Emerging alt-pop powerhouse and Vegas native, Sizzy Rocket, deserves to be on everybody’s radar. Her unique soundscape of rebellious, punk-tinged dark hyperpop is a bold combination that music consumers like myself have been starved for.
Her sophomore album, Grrrl–one of my absolute favorite releases of 2019–was a trap-infused dark pop album about self-discovery, heartbreak, and sexuality. The title was influenced by her love for Riot Grrrl and the production invoked shades of modern hip hop acts like Travis Scott and Denzel Curry. Her iconic raspy falsetto, and the emotionally-wrought soundscapes of each song coupled with her messy and unfiltered lyrics that detailed her life of excessive partying, touring, and fleeting romantic relationships with men and women was awe-inspiring, gritty and fresh.
Her newest album, ANARCHY, is a much more bold, definitive, and liberated body of work. Rocket has described the album title as “a nod to [her] punk roots and [her] own personal chaos… [Anarchy] is a state of disorder due to non-recognition of authority. Nobody can tell you what to do or who to be.”
Recorded in an “eight-day creative outburst” last winter, ANARCHY is the chaotic, messy, and unfiltered soundtrack to Rocket shedding an old skin after a breakup, obliterating old ideas of who she thought she could be.
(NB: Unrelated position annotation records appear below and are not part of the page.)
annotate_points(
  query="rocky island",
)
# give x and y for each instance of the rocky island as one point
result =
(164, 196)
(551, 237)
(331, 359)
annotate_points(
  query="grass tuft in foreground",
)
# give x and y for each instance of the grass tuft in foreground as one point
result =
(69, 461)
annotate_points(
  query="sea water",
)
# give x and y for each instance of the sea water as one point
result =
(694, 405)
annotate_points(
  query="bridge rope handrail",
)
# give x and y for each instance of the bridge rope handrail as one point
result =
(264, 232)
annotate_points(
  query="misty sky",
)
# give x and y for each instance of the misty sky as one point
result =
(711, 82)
If Grrrl was the product of a star emerging from underwater, ANARCHY is her bursting to the surface.
Her punk attitude and unapologetic rockstar bravado on two of the album’s opening tracks, “That Bitch,” and “Running with Scissors,” is contagious. The repackaged trap-punk instrumentatals are also extremely fresh and gritty. “& It Feels Like Love” is an ode to the ’70s and ’80s, complete with nods to “Strawberry Fields Forever,” and Janis Joplin. The distorted bass also sounds like it could easily be a riff that was plucked from PJ Harvey’s Rid of Me.
Her dark humor is another massive highlight. The most reviled type of person in our society is often a woman who acts out for attention. “Crazy Bitch” sympathizes with this archetype and unpacks the spectacle of the “crazy bitch.” The song is told from the perspective of the “crazy bitch,” allowing her to control her own narrative outside of the horrendous jokes and comments people make at her expense. The lyrics take shots at the people who claim to hate her, when in reality they are the same people who depend on her antics for entertainment (“I would die just to be someone/Ain’t that exactly what you want”).
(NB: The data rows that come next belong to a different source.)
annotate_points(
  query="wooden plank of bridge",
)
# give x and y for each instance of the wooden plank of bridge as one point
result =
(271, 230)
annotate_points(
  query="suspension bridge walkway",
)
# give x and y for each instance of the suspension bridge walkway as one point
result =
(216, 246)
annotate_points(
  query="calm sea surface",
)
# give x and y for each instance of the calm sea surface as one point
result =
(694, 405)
The sonic outbursts on the album’s closer, “Queen of the World,” perfectly mirror the pure chaos in the chorus as she paints a picture of herself hanging out the window of a speeding car, screaming at the top of her lungs “I could live forever in this moment!” Her mission statement for this album was to take back her power, to be reckless, and unapologetically own her stories without having to water down her identity. And it’s very clear that the process was extremely cathartic for her.